= Schooner Gulch, California =

Former settlement in California

Schooner Gulch, also known as Gallaway (also spelled Galloway) was a populated place in California, a timber town and doghole port on the Redwood Coast.

==Name and location==
Schooner Gulch is the namesake of the a geographical feature named Schooner Gulch, a seaside gully which is in Schooner Gulch State Beach; the gully itself said to be named after a schooner which ran aground there. The alternate name reflects the founding of the settlement by John Galloway.

The precise site of the settlement is not known, but it was near the coast about three miles south of the center of Point Arena and is inside its city limits. The still-standing (as of 2021) Galloway School building is located few hundred feet inland.

==History==
The area of Schooner Gulch was inhabited by the Central Pomo Indians. Russian and Native Alaskan hunters were active in the area from around 1812, and Mexicans owned land in the area in the 1840s.

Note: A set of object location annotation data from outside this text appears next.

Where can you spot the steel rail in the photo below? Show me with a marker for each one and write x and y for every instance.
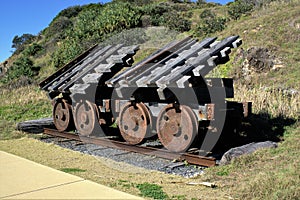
(189, 158)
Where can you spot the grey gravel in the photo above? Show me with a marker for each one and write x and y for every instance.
(136, 159)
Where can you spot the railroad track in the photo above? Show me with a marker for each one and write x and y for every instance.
(161, 153)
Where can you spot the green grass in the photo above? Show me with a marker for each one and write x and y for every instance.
(265, 174)
(25, 103)
(152, 191)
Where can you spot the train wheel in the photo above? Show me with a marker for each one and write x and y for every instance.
(176, 127)
(86, 118)
(62, 115)
(134, 122)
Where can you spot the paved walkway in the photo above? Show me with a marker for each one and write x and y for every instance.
(23, 179)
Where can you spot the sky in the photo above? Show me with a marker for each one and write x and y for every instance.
(18, 17)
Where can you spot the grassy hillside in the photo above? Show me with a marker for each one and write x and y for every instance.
(266, 70)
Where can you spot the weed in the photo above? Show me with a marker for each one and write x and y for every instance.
(152, 190)
(72, 170)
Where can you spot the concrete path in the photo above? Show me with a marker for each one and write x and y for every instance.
(23, 179)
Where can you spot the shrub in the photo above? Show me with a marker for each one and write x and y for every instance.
(23, 66)
(210, 23)
(239, 8)
(33, 49)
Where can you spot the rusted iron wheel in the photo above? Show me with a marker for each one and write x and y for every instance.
(134, 122)
(86, 116)
(176, 127)
(62, 115)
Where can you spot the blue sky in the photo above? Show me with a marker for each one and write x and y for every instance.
(32, 16)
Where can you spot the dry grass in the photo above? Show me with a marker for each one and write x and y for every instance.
(274, 102)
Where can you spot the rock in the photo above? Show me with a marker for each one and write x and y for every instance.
(245, 149)
(35, 126)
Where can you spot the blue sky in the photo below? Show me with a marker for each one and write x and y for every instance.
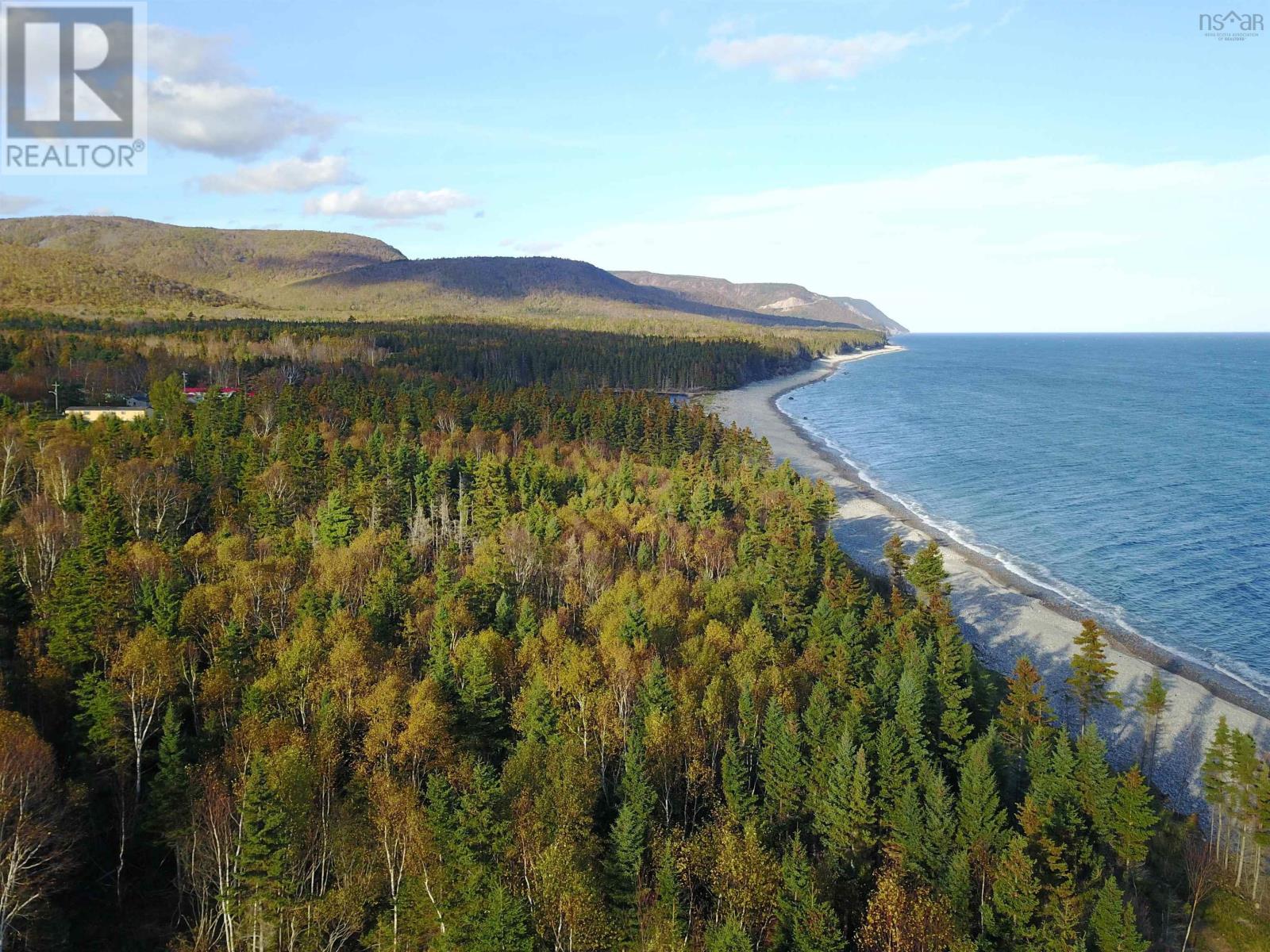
(967, 165)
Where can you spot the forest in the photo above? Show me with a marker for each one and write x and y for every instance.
(454, 636)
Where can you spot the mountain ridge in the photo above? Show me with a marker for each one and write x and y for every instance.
(772, 298)
(61, 259)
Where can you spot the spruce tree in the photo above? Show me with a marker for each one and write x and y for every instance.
(845, 816)
(1153, 704)
(336, 520)
(1133, 819)
(482, 702)
(1214, 776)
(926, 571)
(781, 767)
(806, 923)
(1022, 711)
(737, 791)
(1113, 923)
(264, 854)
(952, 687)
(1090, 682)
(1010, 917)
(670, 895)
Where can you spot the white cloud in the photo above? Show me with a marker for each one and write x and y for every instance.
(229, 121)
(530, 248)
(395, 206)
(200, 101)
(16, 205)
(188, 56)
(813, 57)
(1048, 243)
(283, 175)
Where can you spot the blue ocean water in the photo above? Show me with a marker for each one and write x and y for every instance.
(1128, 473)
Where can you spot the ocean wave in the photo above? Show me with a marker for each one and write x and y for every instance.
(1033, 573)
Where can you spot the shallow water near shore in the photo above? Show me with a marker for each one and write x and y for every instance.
(1128, 474)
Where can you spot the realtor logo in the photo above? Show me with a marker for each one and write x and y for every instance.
(1231, 25)
(74, 88)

Scottish immigrant John Galloway founded the settlement Schooner Gulch, establishing a timber milling operation there in 1866. Galloway's mill operated only until 1868, but other mills operated there until the late 19th century, such as a mill owned by one A. Saunders (of fairly large size, producing 25,000 ft per day), built in 1875, burned down in 1880 but was being rebuilt as of that year.

The Galloway School District was formally established in 1874. Galloway School, a small school (never more than 40 students), was established that same year and was in operation until 1936. The land around it was turned over to farmland in the 1940s and is now woodland.

In 1912, Russian Baptist immigrants bringing steam-powered heavy equipment down from Point Arena to their colony further south crossed a bridge which then spanned Schooner Gulch when the bridge collapsed under the weight of their eight-ton lead engine. Colonist Nicholas Pogsikoff was killed and was buried at that spot, but his grave is now lost.

Schooner Gulch timber, like all the timber in Mendocino County, was shipped out by sea. Typically, the small habitations which grew around these mills were abandoned when the mills ran out of easily available timber and closed down; the town of Schooner Gulch presumably met this fate.